Transformer blocks
Objectives
Gain a basic understanding of Transformer technology and why it is important.
Explore transformer block and its main components
Limitations in traditional LM
RNN based traditional LM failed to track long-range dependencies like understanding how a word at the start of a paragraph relates to one at the end
RNN based models that processed words one by one (not scalable)
Ambiguity Resolution: Can’t differentiate specific linguistic problems like determining what “it” refers to in several sentences
Transformer technology
Transformer technology was introduced in the paper “Attention Is All You Need” to address several limitations in RNN based language modeling (LM)
Limitations and solutions
Limitation |
Solution |
|---|---|
Long-range dependencies |
Contextual Understanding via self-attention mechanism |
not scalable |
Parallel Processing of tokens |
specific linguistic problems |
Ambiguity Resolution via self-attention mechanism |
Why Is Transformer technology important?
Scalability:
Allows for massive scaling (in terms of parameters and training data size)

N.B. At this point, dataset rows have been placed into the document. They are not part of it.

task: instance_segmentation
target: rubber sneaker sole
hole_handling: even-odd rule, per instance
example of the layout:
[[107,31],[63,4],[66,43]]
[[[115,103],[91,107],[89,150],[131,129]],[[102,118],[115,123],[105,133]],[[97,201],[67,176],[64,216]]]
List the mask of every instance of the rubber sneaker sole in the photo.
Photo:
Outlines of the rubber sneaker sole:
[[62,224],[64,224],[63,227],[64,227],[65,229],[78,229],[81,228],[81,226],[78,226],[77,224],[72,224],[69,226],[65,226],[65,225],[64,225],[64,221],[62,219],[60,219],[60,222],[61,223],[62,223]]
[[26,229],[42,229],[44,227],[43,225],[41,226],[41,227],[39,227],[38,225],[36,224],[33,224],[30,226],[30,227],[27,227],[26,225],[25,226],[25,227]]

Leading to the “Large” in LLMs.
Architectural versatility:
The same underlying transformer block architecture is used across various state-of-the-art models (like GPT, Llama, and BERT)

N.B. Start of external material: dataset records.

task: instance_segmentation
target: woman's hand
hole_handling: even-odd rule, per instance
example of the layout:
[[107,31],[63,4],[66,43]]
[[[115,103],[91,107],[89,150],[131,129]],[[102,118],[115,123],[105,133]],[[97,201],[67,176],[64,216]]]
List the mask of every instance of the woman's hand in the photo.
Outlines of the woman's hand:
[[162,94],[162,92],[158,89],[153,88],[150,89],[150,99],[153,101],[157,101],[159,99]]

Versatility performance/behaviour:
Enables models to generate coherent, contextually appropriate text and perform a wide range of tasks—from translation to coding—that were previously impossible for computers
Effective for both understanding and generating human language
Transformer model
Encoder and Decoder architecture

Originally developed specifically for machine translation
Encoder reads the source sentence (it) and encode it capturing full context
Decoder use encoded context and generate output one token at a time
Main characteristics of the original Transformer architecture:
Dual Submodules
Encoder and Decoder
Contextual Encoding
Capture the full context and meaning of the entire input text
Sequential Generation
Decoder takes these encoded vectors as input and generates the final output one token at a time
Using the encoder’s information to guide predictions
Self-Attention Layers
Both the encoder and decoder use self-attention mechanisms to capture long-range dependencies
Wide adaption of decoder transformers
Models like GPT (Generative Pretrained Transformer) discarded the encoder to focus solely on the decoder
Decoder models are autoregressive - feed their own previous outputs back in as inputs
This design is allows the model to write coherent, naturally optimized for text generation
Generate continuous text—from poetry to code—by predicting one token at a time
Warning
This lesson only focusses on the decoder transformers:

Danger
“Transformer” refer to the “Decoder” from this point onwards (in this lesson)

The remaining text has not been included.